En los tiempos de Juan, los judíos se preguntaban ansiosamente: «¿Cuándo llegará el reino?» Había una sensación general de que se estaba acercando el fin del dominio de las naciones gentiles. Corría por todo el pueblo hebreo la vívida esperanza y la anticipación ansiosa de que la consumación del deseo de todos los tiempos ocurriría durante esa generación.

Aunque había entre los judíos grandes diferencias de opinión en la evaluación de la naturaleza del reino venidero, todos ellos estaban de acuerdo en su creencia de que el acontecimiento era inminente, próximo, en el umbral mismo del tiempo. Muchos entre los que interpretaban literalmente el Antiguo Testamento aguardaban ansiosamente al nuevo rey de Palestina, imaginando una nación judía reconstituida, liberada de sus enemigos y gobernada por el sucesor del rey David, el Mesías que rápidamente sería reconocido como el gobernante legítimo y recto del mundo entero. Otro grupo, más pequeño, de devotos judíos tenía una opinión muy distinta de este reino de Dios. Enseñaban que el reino venidero no era de este mundo, que el mundo se estaba acercando a su fin, y que «un nuevo cielo y una nueva tierra» anunciarían el establecimiento del reino de Dios; que este reino había de ser un dominio sempiterno, que se pondría fin al pecado, y que los ciudadanos del nuevo reino se tornarían inmortales, disfrutando para siempre de esta dicha sin fin.
Todos estaban de acuerdo en que un castigo drástico o una purga purificadora precedería necesariamente el establecimiento del nuevo reino en la tierra. Los literalistas enseñaban que se desencadenaría una guerra mundial que destruiría a  todos los infieles, mientras que los fieles alcanzarían rápidamente una victoria universal y eterna. Los espiritualistas enseñaban que el reino sería anunciado por el gran juicio de Dios que relegaría a los inicuos a su bien merecido juicio de castigo y destrucción final, elevando al mismo tiempo a los santos creyentes del pueblo elegido a los tronos de honor y de autoridad junto al Hijo del Hombre, quien regiría sobre las naciones redimidas en nombre de Dios.
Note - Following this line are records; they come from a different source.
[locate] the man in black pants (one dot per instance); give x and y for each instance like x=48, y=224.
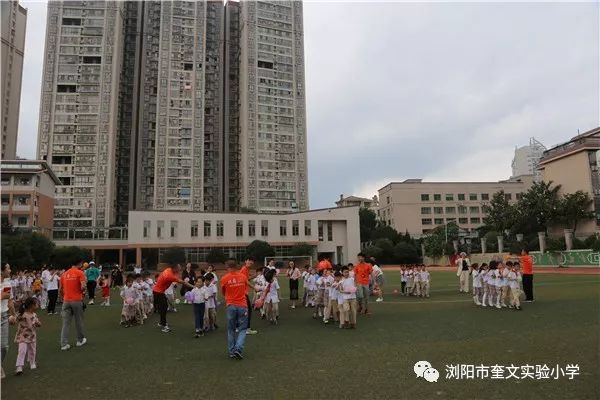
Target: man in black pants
x=246, y=271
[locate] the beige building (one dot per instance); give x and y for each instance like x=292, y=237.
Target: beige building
x=14, y=21
x=334, y=232
x=417, y=207
x=574, y=165
x=28, y=195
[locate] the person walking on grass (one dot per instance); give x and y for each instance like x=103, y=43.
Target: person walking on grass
x=234, y=287
x=362, y=274
x=92, y=273
x=294, y=274
x=169, y=276
x=72, y=287
x=526, y=262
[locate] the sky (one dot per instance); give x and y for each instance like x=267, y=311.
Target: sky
x=439, y=91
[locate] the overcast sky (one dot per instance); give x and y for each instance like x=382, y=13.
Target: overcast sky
x=440, y=91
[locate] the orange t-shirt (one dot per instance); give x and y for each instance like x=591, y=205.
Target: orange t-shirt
x=527, y=263
x=362, y=272
x=233, y=286
x=71, y=281
x=164, y=280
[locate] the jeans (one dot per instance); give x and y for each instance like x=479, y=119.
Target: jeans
x=362, y=294
x=237, y=323
x=52, y=297
x=72, y=309
x=198, y=316
x=91, y=289
x=160, y=302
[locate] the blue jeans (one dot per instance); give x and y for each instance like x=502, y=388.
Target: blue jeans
x=198, y=316
x=237, y=319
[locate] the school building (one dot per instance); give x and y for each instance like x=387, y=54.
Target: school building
x=334, y=232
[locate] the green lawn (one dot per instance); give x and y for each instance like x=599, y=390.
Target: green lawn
x=302, y=358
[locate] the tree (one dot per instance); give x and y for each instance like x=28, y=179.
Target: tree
x=174, y=255
x=500, y=213
x=41, y=248
x=302, y=249
x=216, y=255
x=259, y=250
x=573, y=208
x=406, y=253
x=537, y=208
x=368, y=223
x=66, y=256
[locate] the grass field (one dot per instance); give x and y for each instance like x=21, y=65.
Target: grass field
x=302, y=358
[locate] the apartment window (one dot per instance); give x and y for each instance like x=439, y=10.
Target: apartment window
x=159, y=228
x=264, y=227
x=282, y=228
x=147, y=228
x=307, y=227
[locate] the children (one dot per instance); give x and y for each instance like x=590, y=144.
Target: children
x=514, y=277
x=26, y=338
x=105, y=287
x=129, y=294
x=425, y=278
x=199, y=296
x=210, y=282
x=349, y=307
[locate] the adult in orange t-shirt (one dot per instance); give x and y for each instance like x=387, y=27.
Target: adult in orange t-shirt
x=72, y=286
x=165, y=279
x=527, y=264
x=233, y=285
x=362, y=273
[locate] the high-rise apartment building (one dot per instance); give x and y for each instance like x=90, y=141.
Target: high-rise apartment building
x=272, y=106
x=206, y=110
x=14, y=21
x=527, y=158
x=79, y=108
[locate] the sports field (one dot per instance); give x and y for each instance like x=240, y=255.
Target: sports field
x=302, y=358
Y este último grupo incluso creía que muchos gentiles devotos podrían llegar a ser admitidos a la hermandad del nuevo reino.

Algunos de los judíos mantenían la opinión de que Dios tal vez establecería este nuevo reino por intervención directa y divina, pero la vasta mayoría creía que interpondría a un representante intermediario, el Mesías. Y ése era el único significado posible de la palabra Mesías en la mente de los judíos de la generación de Juan y de Jesús. Mesías no podía de ningún modo referirse a una persona que tan sólo enseñara la voluntad de Dios o proclamara la necesidad de vivir una vida justa. A tales personas santas, los judíos les otorgaban el título de profetas. El Mesías habría de ser más que un profeta; el Mesías habría de traer el establecimiento del nuevo reino, el reino de Dios. Nadie que dejara de hacer esto podía ser el Mesías en el sentido tradicional judío.

¿Quién sería pues este Mesías? En este asunto también diferían los maestros judíos. Los más viejos se aferraban a la doctrina del hijo de David. Los más jóvenes enseñaban que, puesto que el nuevo reino era un reino celestial, el nuevo soberano también podría ser una personalidad divina, alguien que por mucho tiempo se había sentado a la diestra de Dios en el cielo; y aunque parezca extraño, los que así concebían al soberano del nuevo reino lo imaginaban no como un Mesías humano, no como un simple hombre, sino como «el Hijo del Hombre» — un Hijo de Dios— un Príncipe celestial, mantenido durante mucho tiempo en espera para asumir la soberanía de la tierra renovada. Tales eran los antecedentes religiosos del mundo judío cuando Juan salió a proclamar: «¡Arrepentíos, el reino del cielo se aproxima!»
Se entiende pues, que el anuncio de Juan de la inminente llegada del reino tenía no menos de media docena de significados diferentes en la mente de los que escucharon su predicación apasionada. Pero pese al significado asignado por los oyentes a las palabras de Juan, cada uno de estos diversos grupos de judíos que esperaban el advenimiento del reino judío se conmovía con las declaraciones de este predicador sincero, entusiasta y rudo que hablaba de rectitud y de arrepentimiento, que tan solemnemente exhortaba a sus oyentes a que «huyeran de la ira venidera».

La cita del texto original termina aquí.